When I got this problem in production, some hours after deployment, I did not realize this situation that I wrote about here. I tried to increase the number of pods to 3 at the same time, but that could not deal with this problematic scenario. A rollback to stop working with the new microservice was made. And I started to dig into the microservice, trying to understand what was happening. After one week of testing, I realized this scenario.

Two Solutions

NEVER_NULL

This first one did not make me happy. I do not know the impact of never ending a Job. As the ItemReader will never return NULL, the Job will never end. I did not want to have a new problem using this option, and I do not recommend it.

The Solution That I Chose

COUNTER_TO_NULL

This was the second and last fix that I found, is easy to control, as I did here in this demo application. I am satisfied because the Job life cycle is completed.
I defined ten threads, and the limit is the number of waiting processes. As a result, after processing the specified amount, all ItemReaders will return null, and the job will be completed.
What comes in after the count will be handled by the next Job execution.
It is important to say here that this does not mean that each thread will deal with the same amount.
In fact, I believe that after ItemWriter, the thread is killed and a new one is created.
That's the reason you see the Threads Pool Info varies even with the type of Job is NEVER_NULL.

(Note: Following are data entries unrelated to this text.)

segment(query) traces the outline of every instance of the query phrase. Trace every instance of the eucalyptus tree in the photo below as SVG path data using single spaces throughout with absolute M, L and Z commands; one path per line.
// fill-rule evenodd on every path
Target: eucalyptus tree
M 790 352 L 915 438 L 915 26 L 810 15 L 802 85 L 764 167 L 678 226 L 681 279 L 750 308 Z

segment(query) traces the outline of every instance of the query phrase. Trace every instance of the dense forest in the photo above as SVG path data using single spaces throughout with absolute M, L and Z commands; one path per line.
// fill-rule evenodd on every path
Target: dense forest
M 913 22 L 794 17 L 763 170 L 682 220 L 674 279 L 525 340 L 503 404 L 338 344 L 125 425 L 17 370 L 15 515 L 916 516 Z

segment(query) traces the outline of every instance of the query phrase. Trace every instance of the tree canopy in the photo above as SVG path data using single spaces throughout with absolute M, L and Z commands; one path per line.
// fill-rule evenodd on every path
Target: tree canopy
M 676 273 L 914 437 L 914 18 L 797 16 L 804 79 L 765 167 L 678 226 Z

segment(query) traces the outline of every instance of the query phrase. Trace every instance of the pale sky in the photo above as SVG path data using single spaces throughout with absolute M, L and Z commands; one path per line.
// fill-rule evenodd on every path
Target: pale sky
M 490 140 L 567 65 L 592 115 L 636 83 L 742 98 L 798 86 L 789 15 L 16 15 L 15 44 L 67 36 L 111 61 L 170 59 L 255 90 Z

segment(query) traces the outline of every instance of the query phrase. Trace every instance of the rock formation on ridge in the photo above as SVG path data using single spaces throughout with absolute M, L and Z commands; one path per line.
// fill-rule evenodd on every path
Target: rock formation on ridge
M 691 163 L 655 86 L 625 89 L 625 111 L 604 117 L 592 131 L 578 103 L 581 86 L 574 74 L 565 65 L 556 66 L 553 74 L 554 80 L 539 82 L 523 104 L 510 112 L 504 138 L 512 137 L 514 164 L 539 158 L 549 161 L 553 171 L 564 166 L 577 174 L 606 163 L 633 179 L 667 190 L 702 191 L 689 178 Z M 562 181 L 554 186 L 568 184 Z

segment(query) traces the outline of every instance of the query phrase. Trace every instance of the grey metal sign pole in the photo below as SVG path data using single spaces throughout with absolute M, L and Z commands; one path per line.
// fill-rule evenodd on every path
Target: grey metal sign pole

Some Technical Information

How to control the ItemReader in the same application running in multiples pods

JPA

Spring with JPA makes this easy. A method annotated with @Lock(LockModeType.PESSIMISTIC_WRITE) can lock a row during a transaction event. Something like the Interface ProcessorRepository:

  @Lock(LockModeType.PESSIMISTIC_WRITE)
  Optional<Processor> findFirstByProcessStatusOrderById(ProcessStatus processStatus);

And a service can control the transaction, like ProcessorService

  @Transactional(propagation = Propagation.REQUIRES_NEW)
  public Optional<Processor> findNextToBeProcessed() {

    Optional<Processor> nextOpt =
        processorRepository.findFirstByProcessStatusOrderById(ProcessStatus.WAITING);

    if (nextOpt.isEmpty()) {
      return nextOpt;
    }
    
    Processor toProcess = nextOpt.get();
    toProcess.setProcessStatus(ProcessStatus.PROCESSING);
    toProcess.setStartProcess(LocalDateTime.now());
    processorRepository.save(toProcess);

    return Optional.of(toProcess);
  }

When the findNextToBeProcessed() method returns, the row is changed to PROCESSING status and is not locked anymore.

MongoDB

In MongoDb the same thing can be achieved by calling the Spring MongoTemplate method findAndUpdate.
Changing the status as presented in findNextToBeProcessed() JPA.

H2 Database (In memory)

  • driver class: org.h2.Driver
  • jdbc url: jdbc:h2:mem:monitor
  • username: sa
  • password: password

Console: http://127.0.0.1:8080/h2-console